Rabber. Hündin Ebby hat ein trauriges Schicksal hinter sich: Als kleine Welpe wurde sie von der Mutter getrennt und misshandelt. Doch in Rabber und mit Hundefreund Charly hat sie ein neues, glückliches Zuhause gefunden.

Immer neugierig sind Ebby und Charly, wenn ihr Herrchen Hans-Peter Przesang aus Rabber mit ihnen Gassi geht und dabei mal einen Stopp einlegt, um Einkäufe zu tätigen oder einfach die Zeitung im Ort zu holen. Ebby gehört eigentlich Mirko, dem Sohn der Familie, aber das Gassigehen bleibt schließlich in der Familie.

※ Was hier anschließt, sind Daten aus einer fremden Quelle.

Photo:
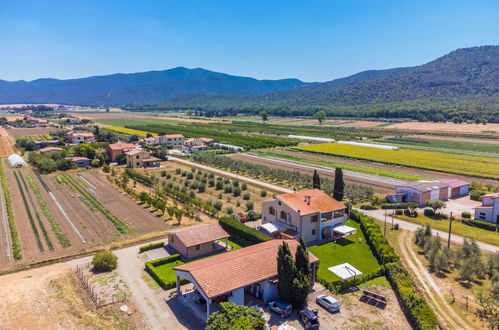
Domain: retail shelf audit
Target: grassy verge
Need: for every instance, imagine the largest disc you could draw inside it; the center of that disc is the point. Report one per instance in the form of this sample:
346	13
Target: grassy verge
62	239
120	226
347	249
30	216
16	246
457	228
360	169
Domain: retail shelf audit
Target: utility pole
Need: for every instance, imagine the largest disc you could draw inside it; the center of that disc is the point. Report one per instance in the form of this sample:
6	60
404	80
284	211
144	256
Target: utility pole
450	230
385	223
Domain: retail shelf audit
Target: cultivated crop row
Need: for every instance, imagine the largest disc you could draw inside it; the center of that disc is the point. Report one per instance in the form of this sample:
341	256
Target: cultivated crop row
30	216
485	167
120	226
16	246
63	240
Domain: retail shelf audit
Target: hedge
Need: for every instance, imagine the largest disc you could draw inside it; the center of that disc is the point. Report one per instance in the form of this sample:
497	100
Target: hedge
238	229
416	308
151	246
158	276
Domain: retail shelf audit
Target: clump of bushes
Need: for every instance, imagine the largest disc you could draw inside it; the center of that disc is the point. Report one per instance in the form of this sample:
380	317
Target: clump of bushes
105	261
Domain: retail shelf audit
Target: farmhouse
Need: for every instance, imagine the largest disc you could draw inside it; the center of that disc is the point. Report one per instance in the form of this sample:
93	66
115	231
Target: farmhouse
175	140
81	137
489	210
80	161
115	149
137	158
420	192
239	275
311	214
457	188
198	240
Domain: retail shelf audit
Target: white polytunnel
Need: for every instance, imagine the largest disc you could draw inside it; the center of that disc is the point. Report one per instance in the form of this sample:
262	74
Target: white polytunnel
16	161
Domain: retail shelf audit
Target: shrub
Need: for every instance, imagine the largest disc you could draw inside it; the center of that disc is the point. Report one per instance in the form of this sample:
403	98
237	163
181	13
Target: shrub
239	230
105	261
151	246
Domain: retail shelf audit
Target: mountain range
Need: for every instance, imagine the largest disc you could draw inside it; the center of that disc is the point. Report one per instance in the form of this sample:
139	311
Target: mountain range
465	79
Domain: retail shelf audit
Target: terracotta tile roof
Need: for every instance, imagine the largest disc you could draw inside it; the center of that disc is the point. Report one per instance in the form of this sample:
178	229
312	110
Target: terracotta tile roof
454	183
199	234
232	270
425	186
319	201
48	149
121	146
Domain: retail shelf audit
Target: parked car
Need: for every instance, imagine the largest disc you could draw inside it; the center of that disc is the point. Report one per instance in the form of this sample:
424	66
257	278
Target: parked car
283	308
328	302
309	318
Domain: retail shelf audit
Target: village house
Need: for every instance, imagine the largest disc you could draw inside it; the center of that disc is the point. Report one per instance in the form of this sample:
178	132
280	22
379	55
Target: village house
81	137
115	149
176	140
489	210
199	240
420	192
239	275
311	214
137	158
80	161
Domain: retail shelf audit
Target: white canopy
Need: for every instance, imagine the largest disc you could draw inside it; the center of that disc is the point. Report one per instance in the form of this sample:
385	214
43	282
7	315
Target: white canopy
345	271
345	230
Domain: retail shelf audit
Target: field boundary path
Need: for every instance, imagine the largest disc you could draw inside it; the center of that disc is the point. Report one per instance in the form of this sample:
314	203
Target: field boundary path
379	215
235	176
348	173
434	294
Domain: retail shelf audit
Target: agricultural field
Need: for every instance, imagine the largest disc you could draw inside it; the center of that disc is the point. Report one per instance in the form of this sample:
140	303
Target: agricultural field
484	167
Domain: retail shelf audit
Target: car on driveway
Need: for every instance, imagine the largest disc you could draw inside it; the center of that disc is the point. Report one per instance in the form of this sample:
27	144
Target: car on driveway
309	318
283	308
328	302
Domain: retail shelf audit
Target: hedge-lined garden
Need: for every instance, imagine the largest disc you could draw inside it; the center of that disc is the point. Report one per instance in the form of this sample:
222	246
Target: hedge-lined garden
416	308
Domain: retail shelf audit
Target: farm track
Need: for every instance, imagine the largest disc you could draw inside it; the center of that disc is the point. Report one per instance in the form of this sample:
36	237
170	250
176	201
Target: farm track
140	220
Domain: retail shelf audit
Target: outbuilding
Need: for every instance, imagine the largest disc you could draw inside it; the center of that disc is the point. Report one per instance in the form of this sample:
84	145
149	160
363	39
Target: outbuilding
16	161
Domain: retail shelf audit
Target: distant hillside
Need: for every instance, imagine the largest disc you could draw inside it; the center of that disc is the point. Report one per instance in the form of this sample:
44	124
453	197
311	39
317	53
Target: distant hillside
137	88
463	80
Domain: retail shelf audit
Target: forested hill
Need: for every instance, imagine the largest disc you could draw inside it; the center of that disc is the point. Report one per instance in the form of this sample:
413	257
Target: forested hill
137	88
465	80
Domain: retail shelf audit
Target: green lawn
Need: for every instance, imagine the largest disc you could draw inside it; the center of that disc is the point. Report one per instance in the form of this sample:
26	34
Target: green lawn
348	250
457	228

Ebby ist eine sechsjährige Appenzellerhündin und Charly, der treue zehnjährige Gefährte ein Mischling aus Malteser-Papa und Mischlingsmama. Ebbys erste Lebenswochen sahen gar nicht so rosig aus. „Eine Tierschützerin erzählte uns von einem Züchter aus dem norddeutschen Raum, wo es junge Welpen gar nicht so gut haben sollten,“ erzählt Hans-Peter Przesang.

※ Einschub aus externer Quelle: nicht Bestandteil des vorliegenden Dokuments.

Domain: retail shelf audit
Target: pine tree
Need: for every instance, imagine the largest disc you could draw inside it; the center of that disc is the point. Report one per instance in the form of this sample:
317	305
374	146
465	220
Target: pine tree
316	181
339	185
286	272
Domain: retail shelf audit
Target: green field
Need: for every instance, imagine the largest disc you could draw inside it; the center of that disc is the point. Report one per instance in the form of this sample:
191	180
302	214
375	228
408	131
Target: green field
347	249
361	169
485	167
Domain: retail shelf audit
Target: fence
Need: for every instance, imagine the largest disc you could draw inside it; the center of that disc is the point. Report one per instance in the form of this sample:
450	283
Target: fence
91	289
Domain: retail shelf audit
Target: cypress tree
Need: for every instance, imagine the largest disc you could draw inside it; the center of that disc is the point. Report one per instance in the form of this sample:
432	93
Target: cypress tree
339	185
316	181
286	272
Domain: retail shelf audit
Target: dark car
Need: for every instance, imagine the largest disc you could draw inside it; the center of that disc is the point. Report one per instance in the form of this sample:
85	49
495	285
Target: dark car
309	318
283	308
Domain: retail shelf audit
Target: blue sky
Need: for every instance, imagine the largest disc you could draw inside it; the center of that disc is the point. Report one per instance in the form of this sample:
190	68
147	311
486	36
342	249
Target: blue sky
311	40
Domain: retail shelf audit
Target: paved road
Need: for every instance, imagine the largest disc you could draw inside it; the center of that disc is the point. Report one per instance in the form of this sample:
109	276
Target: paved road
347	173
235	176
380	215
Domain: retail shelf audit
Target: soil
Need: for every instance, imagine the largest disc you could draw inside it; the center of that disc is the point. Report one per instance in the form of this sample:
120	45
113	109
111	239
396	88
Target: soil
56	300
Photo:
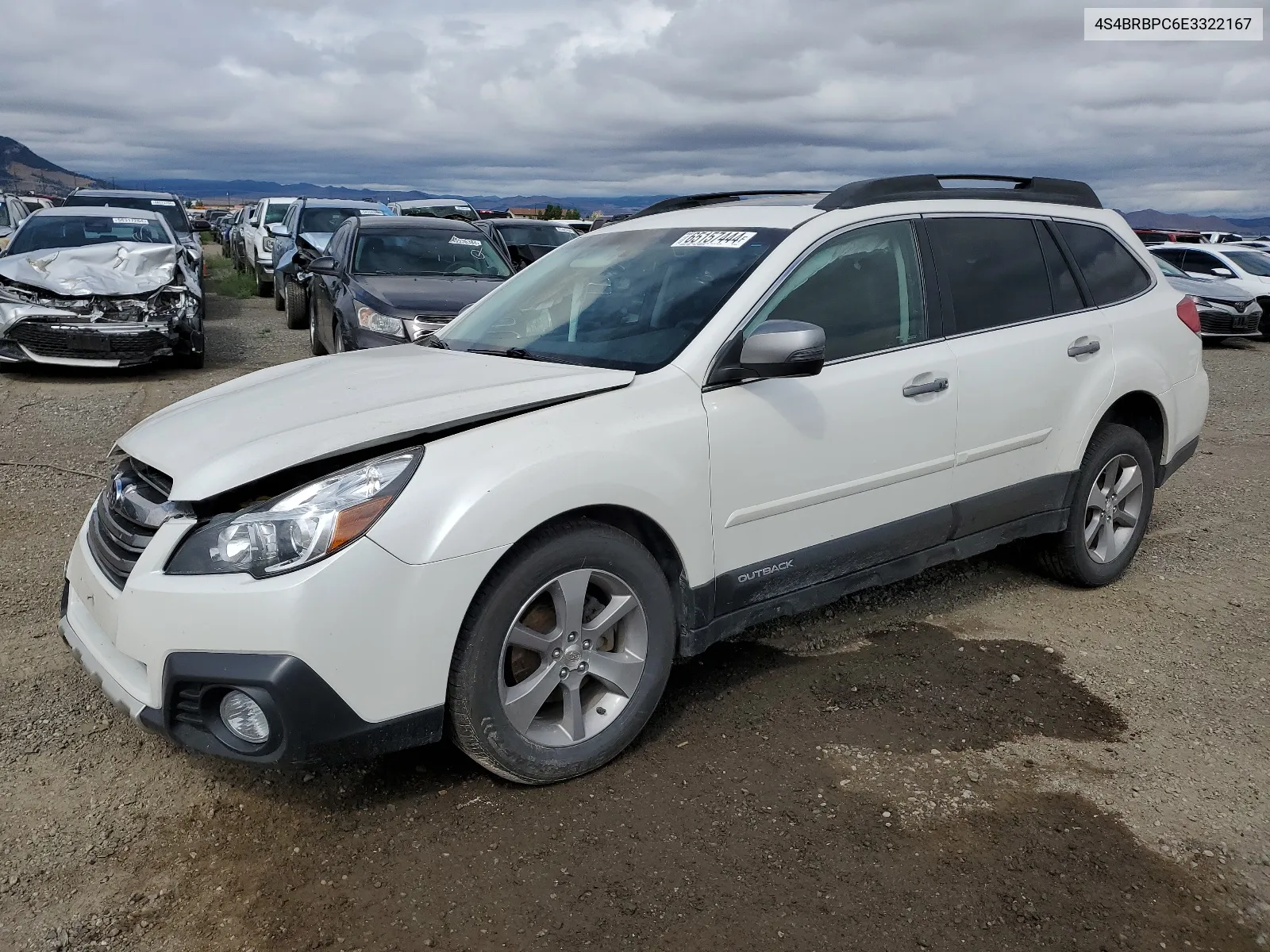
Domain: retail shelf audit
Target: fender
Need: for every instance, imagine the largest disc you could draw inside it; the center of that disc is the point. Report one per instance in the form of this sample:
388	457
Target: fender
643	447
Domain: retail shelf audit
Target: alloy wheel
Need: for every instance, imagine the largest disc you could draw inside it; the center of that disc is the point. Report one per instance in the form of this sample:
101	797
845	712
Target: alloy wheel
1113	509
573	658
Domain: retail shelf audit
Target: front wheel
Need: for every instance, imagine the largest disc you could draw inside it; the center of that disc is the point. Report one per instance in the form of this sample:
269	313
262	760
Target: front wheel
296	305
563	657
1110	511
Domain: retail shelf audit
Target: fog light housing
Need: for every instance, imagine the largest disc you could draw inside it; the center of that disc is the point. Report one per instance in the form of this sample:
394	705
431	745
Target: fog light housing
244	717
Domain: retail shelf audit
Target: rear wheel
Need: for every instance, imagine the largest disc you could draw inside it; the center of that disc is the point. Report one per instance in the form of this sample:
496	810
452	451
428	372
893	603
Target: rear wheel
296	305
563	657
1110	511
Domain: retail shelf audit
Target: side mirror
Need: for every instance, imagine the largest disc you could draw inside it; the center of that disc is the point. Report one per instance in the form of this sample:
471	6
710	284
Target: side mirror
784	349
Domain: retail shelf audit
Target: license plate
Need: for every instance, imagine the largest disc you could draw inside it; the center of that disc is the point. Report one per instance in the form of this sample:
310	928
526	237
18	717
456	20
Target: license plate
89	342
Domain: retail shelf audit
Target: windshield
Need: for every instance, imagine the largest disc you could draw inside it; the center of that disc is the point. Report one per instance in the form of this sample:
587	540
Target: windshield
1253	262
41	232
541	235
625	300
1170	270
463	213
429	253
168	207
323	221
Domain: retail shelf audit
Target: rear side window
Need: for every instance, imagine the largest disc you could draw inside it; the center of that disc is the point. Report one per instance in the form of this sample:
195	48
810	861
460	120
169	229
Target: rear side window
994	270
1111	273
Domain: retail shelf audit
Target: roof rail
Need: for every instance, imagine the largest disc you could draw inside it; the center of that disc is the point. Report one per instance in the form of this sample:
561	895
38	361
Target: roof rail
681	202
903	188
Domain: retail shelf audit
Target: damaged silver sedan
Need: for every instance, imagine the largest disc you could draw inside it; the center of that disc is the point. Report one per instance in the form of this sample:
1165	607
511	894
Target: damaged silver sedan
103	287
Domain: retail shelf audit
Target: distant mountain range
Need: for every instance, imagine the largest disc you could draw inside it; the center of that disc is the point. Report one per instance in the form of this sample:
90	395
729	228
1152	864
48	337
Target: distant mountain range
25	171
1151	219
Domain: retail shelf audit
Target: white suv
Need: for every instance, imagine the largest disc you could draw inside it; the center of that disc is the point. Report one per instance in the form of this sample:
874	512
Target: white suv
258	241
723	410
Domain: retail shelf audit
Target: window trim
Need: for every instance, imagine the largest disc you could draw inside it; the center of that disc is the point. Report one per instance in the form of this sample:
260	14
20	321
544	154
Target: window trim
1052	220
933	298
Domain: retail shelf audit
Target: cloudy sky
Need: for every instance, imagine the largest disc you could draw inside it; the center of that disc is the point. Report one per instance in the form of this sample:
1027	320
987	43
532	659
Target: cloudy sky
633	97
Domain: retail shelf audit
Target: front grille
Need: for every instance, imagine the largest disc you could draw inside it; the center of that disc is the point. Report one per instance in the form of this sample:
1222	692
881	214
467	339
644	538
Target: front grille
1218	323
125	520
87	344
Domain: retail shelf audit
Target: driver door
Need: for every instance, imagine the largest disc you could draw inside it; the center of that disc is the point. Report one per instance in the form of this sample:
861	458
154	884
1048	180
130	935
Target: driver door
818	478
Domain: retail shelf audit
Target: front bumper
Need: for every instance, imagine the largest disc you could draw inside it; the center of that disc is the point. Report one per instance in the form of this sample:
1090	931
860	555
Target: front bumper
88	344
349	657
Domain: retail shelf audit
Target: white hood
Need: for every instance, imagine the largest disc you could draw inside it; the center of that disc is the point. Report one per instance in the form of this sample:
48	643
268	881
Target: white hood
308	410
117	268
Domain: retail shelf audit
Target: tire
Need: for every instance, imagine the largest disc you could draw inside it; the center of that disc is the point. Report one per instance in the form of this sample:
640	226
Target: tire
295	304
1067	555
315	347
545	744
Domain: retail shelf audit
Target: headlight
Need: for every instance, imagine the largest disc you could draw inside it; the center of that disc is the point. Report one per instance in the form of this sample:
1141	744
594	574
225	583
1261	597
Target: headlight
298	527
372	321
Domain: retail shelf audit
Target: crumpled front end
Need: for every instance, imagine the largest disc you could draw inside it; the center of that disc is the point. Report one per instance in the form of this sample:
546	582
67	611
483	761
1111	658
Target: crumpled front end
114	305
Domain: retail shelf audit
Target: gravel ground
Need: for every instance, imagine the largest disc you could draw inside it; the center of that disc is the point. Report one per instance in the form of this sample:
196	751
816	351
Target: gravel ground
975	758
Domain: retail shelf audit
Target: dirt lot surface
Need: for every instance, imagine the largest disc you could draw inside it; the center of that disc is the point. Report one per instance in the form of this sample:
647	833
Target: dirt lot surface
973	759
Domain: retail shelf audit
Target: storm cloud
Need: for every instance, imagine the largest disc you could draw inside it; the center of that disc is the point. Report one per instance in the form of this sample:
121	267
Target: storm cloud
597	97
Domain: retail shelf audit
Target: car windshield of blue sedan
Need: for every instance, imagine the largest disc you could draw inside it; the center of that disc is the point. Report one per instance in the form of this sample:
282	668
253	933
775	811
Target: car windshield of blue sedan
628	300
323	221
429	253
79	230
1253	262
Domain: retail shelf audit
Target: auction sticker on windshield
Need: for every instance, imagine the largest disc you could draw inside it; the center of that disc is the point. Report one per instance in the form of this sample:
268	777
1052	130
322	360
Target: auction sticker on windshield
714	239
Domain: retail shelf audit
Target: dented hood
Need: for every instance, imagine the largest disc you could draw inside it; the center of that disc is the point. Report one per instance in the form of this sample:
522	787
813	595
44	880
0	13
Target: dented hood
116	268
308	410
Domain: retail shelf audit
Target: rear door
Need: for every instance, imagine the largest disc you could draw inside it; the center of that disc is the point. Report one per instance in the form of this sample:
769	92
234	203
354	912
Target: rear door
817	478
1034	362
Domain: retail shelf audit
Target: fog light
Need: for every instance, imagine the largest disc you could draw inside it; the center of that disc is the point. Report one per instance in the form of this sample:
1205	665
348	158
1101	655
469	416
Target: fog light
244	717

„Meine Frau und ich sind dann zu diesem Züchter gefahren und sahen die kleine Ebby, die Einzige, die von einem Appenzeller-Wurf noch übrig war, im zarten Alter von sechs Wochen ganz alleine ohne Mutter in einem Raum gehalten. Das ist uns sehr ans Herz gegangen und wir haben die Kleine sofort mitgenommen.“

Schwere Kindheit

Ebby muss in den frühesten Kindertagen auch misshandelt worden sein, denn sie hat jetzt noch panische Angst, wenn man sie mit einer schnellen Bewegung streicheln möchte. Ebby hat sich aber schnell an die Gesellschaft von Charly gewöhnt und die beiden kommen auch gut miteinander aus. „Wenn wir Ebby allerdings einen Knochen geben, zieht sie sich zunächst zurück und überlässt Charly die Rechte. Nähert Charly sich dann aber dem Leckerbissen, springt sie aus dem Hinterhalt und weist ihn darauf hin, dass sie ja wohl die Erste ist, die ein Anrecht hat. Aber ansonsten hat der kleine Charly die Hosen an und Ebby ordnet sich ihm auch unter,“ berichtet der tierliebe Hans-Peter Przesang.

Die beiden Hunde gehören voll und ganz zur Familie und niemand möchte die beiden ungleichen vierbeinigen Gefährten, die nicht nur im Aussehen, sondern auch im Charakter so verschieden sind, missen.